The pastor then prays a "Prayer of Consecration" as follows:
"Spirit of the Living God, fall afresh on J, T, and J. Consecrate them each for the work of ministry. Give them wisdom to discern the mind of Christ, compassion for human need, and love toward all those to whom they are called to minister. Strengthen and nourish their faith. Make their study meaningful and their work in your church fruitful. May God's Spirit be theirs in this day and throughout the whole of their lives. Amen."
Then the pastor concludes:
"In the name of Jesus Christ, and on behlaf of SRCC I declare that J, T, and J are licensed for the Gospel Ministry. My dear friends and colleagues in Christian ministry, let your faith remain strong, your love complete, your hope resiliant, and your compassion pure. And let your commitment to help bring to pass the reign of God's Shalom in this world and to all people be unyielding as long as you shall live. Let all who are assembled here say together, 'Amen.'"
After this, we were each presented with beautiful stoles sewn by a member of the church. I knew ahead of time that we would be given the stoles and worried that it would seem we were doing a sort of mini ordination. But it didn't feel that way at all. In fact, it was the reception of the stole, immediately after the words I've printed above, that made the experience feel real to me. The stole was something tangible for me. A way of feeling the weight of the words--but the weight was comfortable. Like a heavy blanket on a cold night. Just right.
It was strange to go through this rite while I was feeling in between. Only returned from the East Coast a matter of hours, and I am experiencing this. I talked with someone briefly after the service and told her I was feeling dis-placed, not quite anywhere yet. She seemed to immediately understand. "You wonder," she said, "did I dream that world? Or am I dreaming this one?" Yes.
Neither, of course. And I do know that. But my spirit still needed to catch up with my body, in a way. And here I was being integrated and blessed on Sunday morning. Receiving my first stole.
That is one part of it. The other is this--I am anticipating this frightening academic meeting in a couple days.
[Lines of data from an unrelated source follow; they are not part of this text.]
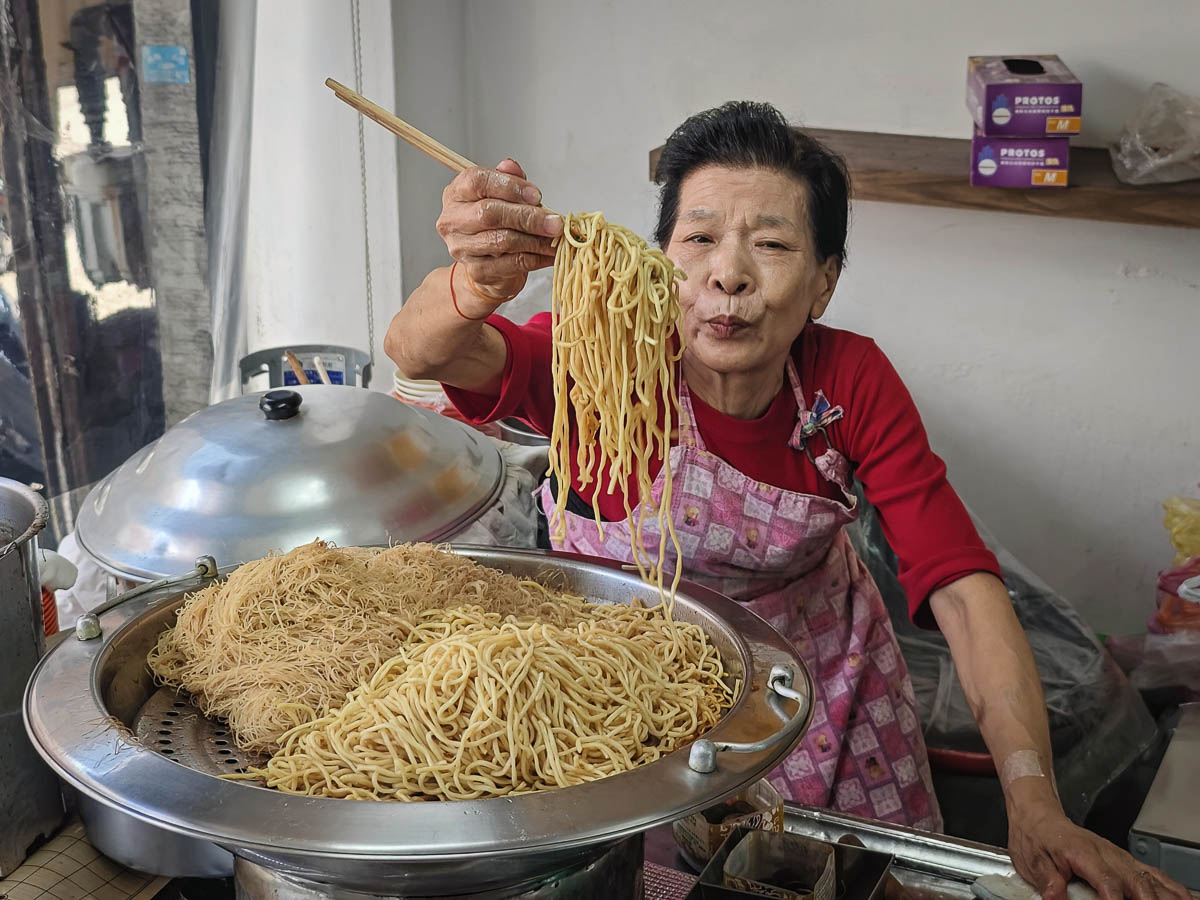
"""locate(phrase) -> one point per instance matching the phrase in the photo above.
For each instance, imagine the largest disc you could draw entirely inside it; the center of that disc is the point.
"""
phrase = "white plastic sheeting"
(287, 263)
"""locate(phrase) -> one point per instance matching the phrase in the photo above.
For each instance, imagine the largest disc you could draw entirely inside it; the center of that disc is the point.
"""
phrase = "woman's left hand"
(1049, 850)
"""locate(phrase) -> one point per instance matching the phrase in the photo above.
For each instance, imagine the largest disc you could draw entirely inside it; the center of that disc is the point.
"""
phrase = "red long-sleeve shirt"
(881, 435)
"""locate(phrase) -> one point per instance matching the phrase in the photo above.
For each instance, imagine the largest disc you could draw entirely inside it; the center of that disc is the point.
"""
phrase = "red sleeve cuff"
(923, 580)
(480, 408)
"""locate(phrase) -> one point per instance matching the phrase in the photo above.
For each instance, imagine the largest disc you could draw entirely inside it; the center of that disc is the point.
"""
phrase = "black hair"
(743, 133)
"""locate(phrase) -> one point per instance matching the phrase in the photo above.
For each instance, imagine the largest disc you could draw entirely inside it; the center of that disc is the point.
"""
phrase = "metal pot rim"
(72, 730)
(41, 514)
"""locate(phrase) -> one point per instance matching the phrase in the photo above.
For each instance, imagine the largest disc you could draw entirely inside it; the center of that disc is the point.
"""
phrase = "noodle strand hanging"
(615, 352)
Like I just wrote, I want to anticipate the worst. And yet. I've just promised to faithfully serve God and the church both in my study and ministry. That means Wednesday, too. And in the days leading up to Wednesday.
I think this is what I'm feeling: I thought I would be going into Wednesday's experience mostly alone. My advisor (and advocate) would be there, sure. But for the most part, I would be on my own. Now, I realize I shall go in with a sense of God's spirit and as a member of my church community. I think I am only getting this as I write it now. At this point of my academic career, I have received the blessing of my church community. This means precisely that I am not alone.
I had a strong sense of this through most of seminary because of the strong, long-time support of CBC. But I realize now that this is the first I've felt it here.
How will it change things? The weight of the stole (my burden is light), trusting in God's grace for help, in between, make their study meaningful and their work in your church fruitful . . .
I began writing about shallow roots. It seems to contradict where I am ending this entry. But I sense that both are true, somehow.